Face à l’éventualité d’un troisième confinement, sur les réseaux sociaux, certains font part de leur refus de subir de nouvelles restrictions et appellent à la désobéissance.

Le 24 janvier 2021 à Amsterdam (Pays-Bas), les forces de l'ordre dispersent par canon à eau les manifestants venus protester contre la mesure de couvre-feu destinée à contenir l'épidémie de Covid-19. | Robin Van Lonkhuijsen / ANP / AFP

Vendredi 22 janvier, un hashtag émerge sur Twitter: #JeNeMeConfineraiPas. En l’espace de vingt-quatre heures, il est utilisé plus de 7.000 fois et passe rapidement en top tendance. La source? Le docteur Fabien Quedeville, médecin généraliste et contributeur sur le site BasLesMasques, un «média indépendant pour une information libre et objective sur la crise sanitaire que nous traversons» [sic]. Teinté de contestation et très critique envers les médias qu’il surnomme «les auto-proclamés “professionnels de l’information”», ce site regroupe des figures bien connues de la sphère covido-sceptique: le professeur de physiologie Jean-François Toussaint, l’épidémiologiste Laurent Toubiana ou encore le sociologue Laurent Mucchielli.

C’est une tribune écrite par le Dr Quedeville qui lance la vindicte en niant l’efficacité du confinement pour contenir le virus et rejetant la situation épidémique somme toute alarmante dans laquelle se trouve la France. Au téléphone, le Dr Quedeville insiste sur un autre aspect de l’argumentation: le poids psychosocial des mesures sanitaires. «Cette tribune est un appel à réagir face à des situation psychologiques catastrophiques que j’observe chez certains de mes patients, expose-t-il. On voit des troubles psy qui apparaissent au détour de consultations, des pathologies qui émergent chez des personnes âgées autonomes mais isolées du fait du manque d’activité et qui ne voient plus leur famille. Les étudiants se retrouvent dans une grande précarité économique, sociale, culturelle, amoureuse… La situation est déjà dramatique pour un grand nombre de personnes. Si on ajoute à cela un nouveau confinement, ce sera la goutte d’eau.»

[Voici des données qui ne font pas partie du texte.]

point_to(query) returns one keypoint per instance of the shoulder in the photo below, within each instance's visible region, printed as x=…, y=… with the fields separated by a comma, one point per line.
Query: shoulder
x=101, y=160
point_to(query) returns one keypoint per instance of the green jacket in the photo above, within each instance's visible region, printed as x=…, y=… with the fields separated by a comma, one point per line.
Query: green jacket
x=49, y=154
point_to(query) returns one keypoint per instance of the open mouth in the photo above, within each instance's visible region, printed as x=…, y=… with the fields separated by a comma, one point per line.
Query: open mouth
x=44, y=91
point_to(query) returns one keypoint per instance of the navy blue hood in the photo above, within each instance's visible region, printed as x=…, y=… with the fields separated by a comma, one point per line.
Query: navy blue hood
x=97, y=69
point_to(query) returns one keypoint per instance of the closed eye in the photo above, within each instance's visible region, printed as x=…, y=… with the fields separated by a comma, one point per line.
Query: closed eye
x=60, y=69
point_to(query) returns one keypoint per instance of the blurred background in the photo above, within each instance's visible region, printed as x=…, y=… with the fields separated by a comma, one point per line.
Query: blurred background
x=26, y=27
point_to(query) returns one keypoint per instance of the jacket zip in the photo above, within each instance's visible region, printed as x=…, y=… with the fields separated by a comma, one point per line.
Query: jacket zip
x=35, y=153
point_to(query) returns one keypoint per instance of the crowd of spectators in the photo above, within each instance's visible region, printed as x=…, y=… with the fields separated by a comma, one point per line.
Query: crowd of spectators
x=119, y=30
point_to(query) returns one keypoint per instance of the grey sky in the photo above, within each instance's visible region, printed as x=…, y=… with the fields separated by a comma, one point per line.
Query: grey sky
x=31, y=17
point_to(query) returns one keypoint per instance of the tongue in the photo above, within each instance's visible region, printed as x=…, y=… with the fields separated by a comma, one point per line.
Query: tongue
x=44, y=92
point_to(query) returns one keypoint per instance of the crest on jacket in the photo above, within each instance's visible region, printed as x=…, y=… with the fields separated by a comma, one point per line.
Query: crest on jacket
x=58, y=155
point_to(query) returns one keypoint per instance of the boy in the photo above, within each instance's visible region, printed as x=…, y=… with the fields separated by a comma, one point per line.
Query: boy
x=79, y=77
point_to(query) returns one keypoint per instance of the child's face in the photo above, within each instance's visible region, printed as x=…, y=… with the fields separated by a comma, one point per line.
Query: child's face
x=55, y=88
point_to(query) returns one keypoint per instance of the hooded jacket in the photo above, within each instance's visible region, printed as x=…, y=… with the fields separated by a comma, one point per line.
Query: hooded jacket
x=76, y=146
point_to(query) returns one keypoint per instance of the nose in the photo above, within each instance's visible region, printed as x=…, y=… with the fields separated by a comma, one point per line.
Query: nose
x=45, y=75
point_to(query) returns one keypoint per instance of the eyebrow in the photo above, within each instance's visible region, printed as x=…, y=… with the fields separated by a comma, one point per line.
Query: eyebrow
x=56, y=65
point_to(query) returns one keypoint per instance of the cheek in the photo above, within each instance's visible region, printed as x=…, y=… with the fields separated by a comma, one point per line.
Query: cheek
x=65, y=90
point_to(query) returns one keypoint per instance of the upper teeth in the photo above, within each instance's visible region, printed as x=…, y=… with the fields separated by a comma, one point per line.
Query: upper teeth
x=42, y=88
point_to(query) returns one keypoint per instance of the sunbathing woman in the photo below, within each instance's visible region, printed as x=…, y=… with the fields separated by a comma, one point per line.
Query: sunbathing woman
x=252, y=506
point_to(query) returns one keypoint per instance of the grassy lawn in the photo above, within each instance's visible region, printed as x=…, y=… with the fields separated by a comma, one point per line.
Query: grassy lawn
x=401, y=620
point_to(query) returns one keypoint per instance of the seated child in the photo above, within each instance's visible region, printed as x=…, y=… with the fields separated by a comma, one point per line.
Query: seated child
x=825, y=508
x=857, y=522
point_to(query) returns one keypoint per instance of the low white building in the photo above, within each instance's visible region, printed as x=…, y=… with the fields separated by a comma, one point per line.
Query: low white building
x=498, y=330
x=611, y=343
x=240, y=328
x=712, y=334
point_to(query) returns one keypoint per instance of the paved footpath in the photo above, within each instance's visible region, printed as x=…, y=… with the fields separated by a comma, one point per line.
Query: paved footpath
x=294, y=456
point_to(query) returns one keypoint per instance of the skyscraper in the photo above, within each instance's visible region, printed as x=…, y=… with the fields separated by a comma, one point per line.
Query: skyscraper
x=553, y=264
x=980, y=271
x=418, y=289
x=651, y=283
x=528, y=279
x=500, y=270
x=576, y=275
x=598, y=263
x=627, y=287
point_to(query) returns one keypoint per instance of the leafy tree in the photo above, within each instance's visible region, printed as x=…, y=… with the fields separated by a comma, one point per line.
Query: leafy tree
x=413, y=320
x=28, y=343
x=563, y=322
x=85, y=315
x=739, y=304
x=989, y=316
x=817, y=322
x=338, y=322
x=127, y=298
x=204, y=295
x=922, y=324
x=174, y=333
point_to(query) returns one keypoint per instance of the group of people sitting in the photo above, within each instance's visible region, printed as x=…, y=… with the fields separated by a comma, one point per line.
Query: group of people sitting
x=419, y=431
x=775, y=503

Témoignant d’un refus de faire de la politique et d’être récupéré, le Dr Quedeville estime que ni le conseil scientifique, ni le conseil de défense sanitaire n’ont une quelconque légitimité démocratique. Pour lui, la «révolution» se fera dans les urnes, pas dans la rue. «Je cherche simplement à faire prendre conscience en tant que citoyen. C’est de ma responsabilité de médecin d’alerter d’une situation que je juge préoccupante.» En outre, il se défend de faire un quelconque appel à la désobéissance civile: «Je serai le premier à respecter un nouveau confinement, nous dit-il. Je suis républicain, je respecte les lois, je n’abuserai pas de mon caducée pour me déplacer.» Beaucoup de bruit pour rien? «Il faut parfois des formules choc pour susciter le débat», admet le généraliste.

Rien n’indique que les contestataires se soulèveront

Si le #JeNeMeConfineraiPas a été fort utilisé, il semble qu’il ait fait long feu et a finalement été repris par des gens qui, au contraire de le porter, l’ont vite dénigré.

Pour le sociologue Albert Ogien, auteur avec la philosophe Sandra Laugier de Pourquoi désobéir en démocratie? et Le principe démocratie – Enquête sur les nouvelles formes du politique, cela n’a rien de très surprenant: «Mis à part l’emballement médiatique, la contestation ne gagne pas les rues. La vérité des faits oblige à constater des flambées d’indignation de parties extrêmement minoritaires des populations. Mais il n’y a pas véritablement de révolte contre les décisions du gouvernement», explique-t-il. Les journalistes et analystes seraient-ils biaisés par ce qu’ils observent sur les réseaux sociaux?

Possible, d’après lui: «Il y a une question à se poser sur le fait que la parole publique se focalise sur ce qui se passe sur les réseaux alors que tout le monde sait que c’est un repère de fâcheux qui ne reflète pas l’opinion publique. On prête, à mon avis, trop d’attention à ce qui se passe sur Twitter ou Facebook.»

«Il y aura des embrasements lorsque nous devrons compenser les pertes liées à la crise.»

Alexis Poulin, journaliste et directeur de la publication du Monde Moderne

D’ailleurs, les chiffres semblent lui donner raison: si les Français sont épuisés et déprimés par les mesures sanitaires et s’ils en subissent parfois de plein fouet les conséquences sociales et économiques, 64% d’entre eux approuveraient la mise en place d’un troisième confinement selon une enquête Harris interactive pour LCI. Mais 52% ne veulent pas d’un confinement strict d’après un sondage Elabe pour BFMTV, et 42% envisageraient de le transgresser ou de faire de petits écarts d’après Odoxa pour Le Figaro. Seules 2% des personnes interrogées manifesteraient leur désaccord dans la rue ou sur les réseaux sociaux. En bref, les Français comprennent l’intérêt d’un éventuel confinement mais ne comptent pas le respecter à la lettre.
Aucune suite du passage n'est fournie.